Ledenvergadering 20 Januari 2026 20.00 uur

LET OP HET IS NIET IN SPAUBEEK MAAR IN HET WEVERKE TE SCHIMMERT

Hierbij nodig ik namens het bestuur alle leden van de afdeling uit voor het bijwonen van de Algemene Ledenvergadering (ALV) die zal worden gehouden op dinsdag 20 januari 2026 om 20:00 uur in Het Weverke, Hoofdstraat 77, 6333 BG, Schimmert.

Aftredend bestuur en eventuele opheffing van de afdeling

Vorig jaar januari is de afdeling “gered”. Er waren geen kandidaten voor een bestuursfunctie, maar tijdens de vergadering bleken uiteindelijk drie leden bereid om een bestuur te vormen. Voor alle drie gold – samengevat – dat zij hun taak als voorwaardelijk zagen en wilden zien hoe het zou gaan verlopen.

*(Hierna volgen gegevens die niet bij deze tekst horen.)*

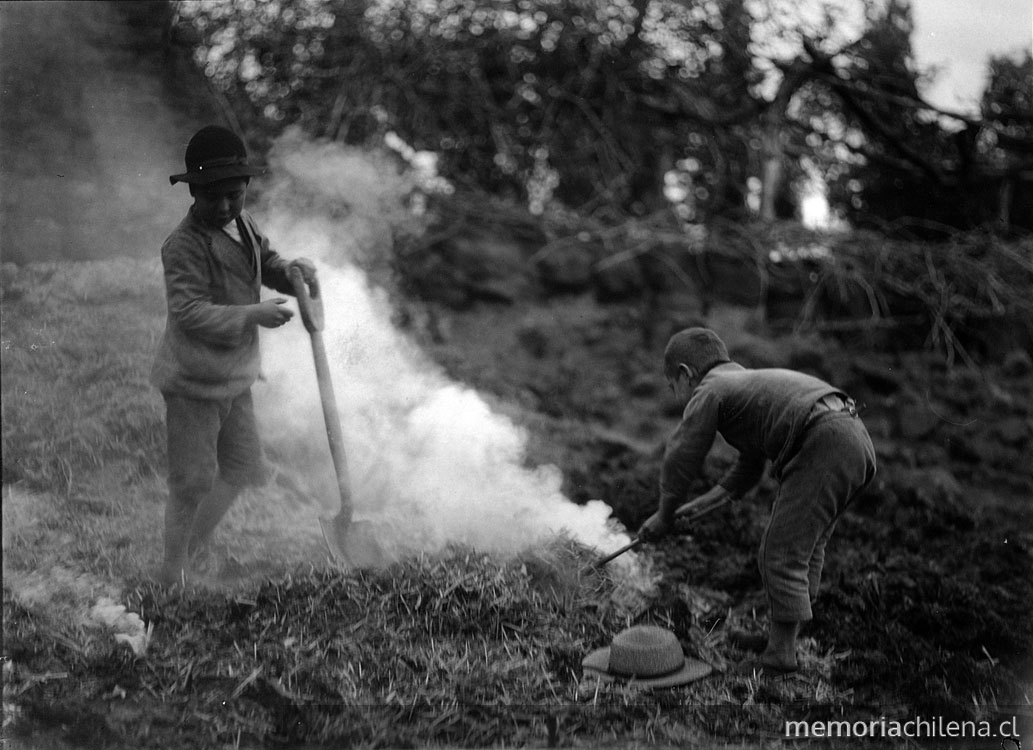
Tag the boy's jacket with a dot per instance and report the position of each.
(209, 350)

Het bestuur heeft het afgelopen jaar geëvalueerd en is tot de conclusie gekomen dat het gebrek aan belangstelling voor activiteiten niet is veranderd, nog daargelaten de bereidheid van leden om activiteiten te organiseren of daarbij mee te helpen. De wekelijkse bijeenkomsten worden weliswaar bezocht, maar in de praktijk komt het erop neer dat het niet uitmaakt of er een bestuur is of niet.

Daarom hebben Guido, PA4GR, Mark, PC9DB en Henk, PA2S besloten af te treden en zich niet herkiesbaar te stellen.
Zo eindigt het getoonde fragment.